Dei sandali in vernice rossa erano stati l'unico acquisto più arduo da fare. Non era facile trovarne in giro se portavi un quarantasei di piede.
Orecchini a cerchio in bigiotteria scadente, prendevano possesso dei lobi arrivando quasi a sfiorargli le spalle, causandogli non poche allergie per il troppo nichel contenente.
E poi il tocco finale: lo stick di rossetto rosso fuoco, nascosto negli slip per non farlo trovare alla madre, era il particolare a cui non poteva di certo rinunciare, per sentirsi donna a tutti gli effetti.

Non era bella, Mario.
Il viso scarno peculiarità ereditaria, veniva riempito dai neri capelli lunghi un po' mossi. Gli piaceva portarli su un lato dandogli più volume di quel che avessero, sempre meglio così che portarli corti come i fratelli.
Aspettava come un ladro tutte le notti che la casa si addormentasse insieme ai suoi ospiti, per uscire in strada sotto le luci angosciose dei lampioni.
Il quartiere fatiscente in cui abitava non era da meno, ma non poteva correre il rischio di incontrare qualcuno che lo riconoscesse. Come avrebbe giustificato ai suoi genitori ciò che in fondo sospettavano, ma che non avevano il coraggio di chiedere?

A quel padre padrone, uomo tutto d'un pezzo del profondo sud con tutti i suoi tabù e preconcetti radicati dentro come erbacce. Non sarebbe mai andata giù l'idea di avere un omosessuale in casa, figurarsi come figlio. Soprattutto se all'anagrafe ne aveva dichiarati nati cinque, tutti maschi. Cinque tranne uno, l'ultimo.

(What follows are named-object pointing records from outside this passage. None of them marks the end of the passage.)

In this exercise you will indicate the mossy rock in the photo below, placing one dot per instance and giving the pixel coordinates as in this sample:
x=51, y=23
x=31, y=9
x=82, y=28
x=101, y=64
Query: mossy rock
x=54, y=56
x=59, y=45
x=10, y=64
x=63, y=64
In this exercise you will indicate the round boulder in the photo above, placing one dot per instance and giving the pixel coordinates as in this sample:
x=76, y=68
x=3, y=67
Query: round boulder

Perché che Mario Natale, nato maschio il dieci gennaio del 1975, e che in realtà si sentisse femmina nell'anima e un po' meno nel corpo, sottoponendosi alla sua metamorfosi esistenziale ogni notte, nessuno lo doveva sapere.

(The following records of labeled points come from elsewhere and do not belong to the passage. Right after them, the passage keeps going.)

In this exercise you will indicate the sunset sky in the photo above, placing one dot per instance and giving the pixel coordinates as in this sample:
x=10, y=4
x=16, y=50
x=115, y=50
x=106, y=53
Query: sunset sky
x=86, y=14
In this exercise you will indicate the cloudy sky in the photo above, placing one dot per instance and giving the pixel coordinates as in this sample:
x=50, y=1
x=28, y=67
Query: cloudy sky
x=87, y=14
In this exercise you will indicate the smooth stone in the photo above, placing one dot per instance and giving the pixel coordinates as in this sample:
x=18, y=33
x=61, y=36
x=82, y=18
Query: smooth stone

Era Mario per tutti, alla luce del sole; ma dopo il tramonto, dal buio del pianerottolo, per tutti i due piani di scale fino all'angolo della strada del quartiere San Carlo, si vestiva di ciò che era sempre stato, senza doversi giustificare con nessuno.

Camminava tra bidoni di immondizia strapieni, i sacchetti vomitati fuori puntualmente schiacciati dalle auto di passaggio, rendevano quel posto la giusta discarica a cielo aperto che rifletteva la vita di chi ci abitava.
Il degrado più totale avvolgeva i cupi e stretti vicoli di una Sicilia abbandonata. Quando nasci nel nulla, è fin troppo normale sentirsi niente.
Mario questo lo sapeva bene, anche se preferiva non darlo a vedere.
I gruppetti di coetanei rollavano spinelli seduti sui sedili delle loro Vespa 50 truccate. Si passavano lo sballo senza curarsi dei passanti, puntando le prossime vittime degli scippi di borsette come fossero state scelte giustificate e non reati illeciti.
Avanzava con passo svelto nei pressi di quei raduni carcerari, e conosceva bene ognuno di quei piccoli criminali, ma preferiva non averci a che fare.